Real Estate
Ways To Handle Basic Book Keeping For Small Window Cleaning Businesses – A Guide
September 1, 2010 by Nathan William Holding · Leave a Comment
If you are the proud owner of a small window cleaning business, you most likely don’t have sufficient money to employ a bookkeeper or an accountant of your own. You’ve still got to maintain some accounting records of course, otherwise you won’t be able to compile your tax and VAT returns, and you will have no way to determine whether your business is running at a profit or a loss. Below are guidelines on basic book keeping for small window cleaning businesses.
In the first place you need a receipt book and an invoice book.

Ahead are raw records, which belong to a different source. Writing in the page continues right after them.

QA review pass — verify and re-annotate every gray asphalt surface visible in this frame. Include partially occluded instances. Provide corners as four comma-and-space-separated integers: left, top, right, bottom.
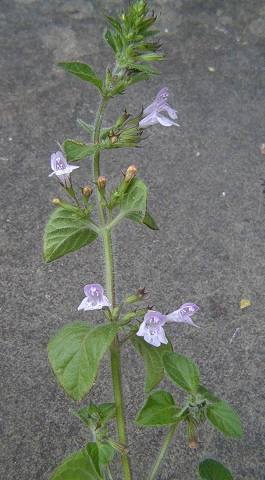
1, 0, 265, 479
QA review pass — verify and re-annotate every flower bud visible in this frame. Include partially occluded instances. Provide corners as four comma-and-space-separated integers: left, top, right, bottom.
82, 185, 93, 198
110, 134, 119, 144
188, 440, 198, 449
52, 198, 61, 206
125, 164, 137, 182
97, 176, 106, 190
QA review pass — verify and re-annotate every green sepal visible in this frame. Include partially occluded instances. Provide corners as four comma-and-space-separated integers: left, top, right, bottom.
207, 401, 244, 438
77, 119, 95, 136
163, 352, 200, 393
131, 335, 172, 393
143, 211, 159, 230
63, 139, 96, 162
136, 389, 182, 426
199, 459, 233, 480
49, 449, 104, 480
43, 207, 98, 263
58, 62, 103, 91
48, 322, 119, 400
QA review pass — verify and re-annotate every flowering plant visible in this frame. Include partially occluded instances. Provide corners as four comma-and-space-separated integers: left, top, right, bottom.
44, 2, 243, 479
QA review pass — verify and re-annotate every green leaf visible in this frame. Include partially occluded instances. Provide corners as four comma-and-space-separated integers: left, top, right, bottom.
63, 139, 96, 162
163, 352, 200, 393
43, 208, 98, 263
120, 178, 147, 223
136, 389, 181, 426
199, 459, 233, 480
97, 442, 115, 467
77, 119, 95, 136
197, 385, 220, 403
50, 449, 103, 480
131, 336, 172, 393
58, 62, 103, 91
74, 402, 116, 429
143, 211, 159, 230
207, 401, 243, 438
48, 322, 119, 400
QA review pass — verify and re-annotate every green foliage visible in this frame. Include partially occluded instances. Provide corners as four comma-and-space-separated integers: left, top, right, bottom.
48, 322, 119, 400
74, 402, 116, 430
64, 139, 96, 161
136, 390, 181, 426
100, 112, 143, 150
207, 401, 244, 438
103, 1, 164, 95
49, 449, 103, 480
120, 177, 147, 223
199, 459, 233, 480
163, 352, 200, 393
43, 208, 98, 263
131, 336, 172, 392
58, 62, 103, 91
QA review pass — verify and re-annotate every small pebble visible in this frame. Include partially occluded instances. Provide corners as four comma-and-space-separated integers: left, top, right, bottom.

The receipt book is used when a customer pays you in cash and you have to provide him with proof of payment. The invoice book is for when you provide credit to a customer (only advisable with regular customers!).

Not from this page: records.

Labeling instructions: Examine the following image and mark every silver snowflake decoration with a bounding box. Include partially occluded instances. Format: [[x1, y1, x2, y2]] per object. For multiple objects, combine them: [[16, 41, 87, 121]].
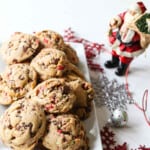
[[91, 73, 134, 113]]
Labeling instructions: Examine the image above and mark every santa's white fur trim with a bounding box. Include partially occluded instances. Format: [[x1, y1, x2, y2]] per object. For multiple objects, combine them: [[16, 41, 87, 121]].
[[129, 3, 141, 14], [121, 29, 135, 43]]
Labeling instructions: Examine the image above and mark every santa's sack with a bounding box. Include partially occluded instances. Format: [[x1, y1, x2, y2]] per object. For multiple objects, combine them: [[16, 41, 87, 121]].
[[128, 13, 150, 49]]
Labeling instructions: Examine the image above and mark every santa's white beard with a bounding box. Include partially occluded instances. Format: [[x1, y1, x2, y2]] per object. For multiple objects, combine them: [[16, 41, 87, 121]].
[[119, 11, 141, 43], [120, 12, 141, 33], [124, 12, 141, 23]]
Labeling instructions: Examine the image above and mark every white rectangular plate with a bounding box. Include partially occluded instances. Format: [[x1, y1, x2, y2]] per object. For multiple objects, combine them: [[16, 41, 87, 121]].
[[73, 43, 102, 150], [0, 43, 102, 150]]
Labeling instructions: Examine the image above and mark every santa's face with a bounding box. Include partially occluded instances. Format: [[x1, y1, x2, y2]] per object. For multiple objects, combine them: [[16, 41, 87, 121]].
[[124, 9, 141, 23]]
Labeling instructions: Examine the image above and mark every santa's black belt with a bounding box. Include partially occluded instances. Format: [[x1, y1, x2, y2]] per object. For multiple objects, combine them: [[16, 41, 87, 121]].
[[116, 32, 139, 46]]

Your next step is to file all documents pertaining to company related expenses. If you buy cleaning material and pay cash, keep the cash slip! The same goes for petrol, maintenance of your delivery vehicle et cetera. For wages you need a wage register where the employee can sign for the receipt of his weekly pay.

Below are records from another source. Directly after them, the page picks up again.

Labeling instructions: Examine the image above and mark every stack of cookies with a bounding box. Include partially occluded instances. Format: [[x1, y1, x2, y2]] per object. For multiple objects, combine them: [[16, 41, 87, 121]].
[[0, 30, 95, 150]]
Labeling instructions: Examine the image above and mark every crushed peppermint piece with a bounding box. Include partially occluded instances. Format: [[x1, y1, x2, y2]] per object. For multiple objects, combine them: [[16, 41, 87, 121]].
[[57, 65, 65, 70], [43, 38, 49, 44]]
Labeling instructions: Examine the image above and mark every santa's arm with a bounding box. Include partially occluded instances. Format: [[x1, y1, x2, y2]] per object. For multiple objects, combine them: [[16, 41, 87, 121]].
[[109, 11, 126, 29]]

At the end of the day you will then need a cash book, an accounts receivable register and an accounts payable register.
Now use the receipt book mentioned above and enter all the money that you received during the day on the left hand side of the cash book. Use the expense vouchers to write down all expenses on the right hand side. There should be columns for the total amounts, and also columns showing the nature of the income or expense. Include a column on the expenses side for the total of the wage register. At the end of the month, when you add up all the different columns, you’ll know exactly how much you made in sales and how much you spend on things like cleaning materials, gas, wages etc.
If you had credit sales, the invoices from your invoice book should be entered in the accounts receivable register in numerical order. At the end of the month you will be able to get a total for credit sales therefore. The same is true for items you bought on credit, which goes into the accounts payable register.
If your accounts receivable register shows that you had credit sales during the month, which haven’t been paid yet, that amount has to be added to the profit shown by the cash book, because if it had been paid you would have had more money in the bank. The same is true for credit purchases: if you owe money to suppliers at the end of the month, that amount must be deducted from your profit according to the cash book.
If you follow the basic book keeping for small window cleaning businesses tips above, you will get a very good idea of whether your business is being run at a profit or not, and what your major expenses are.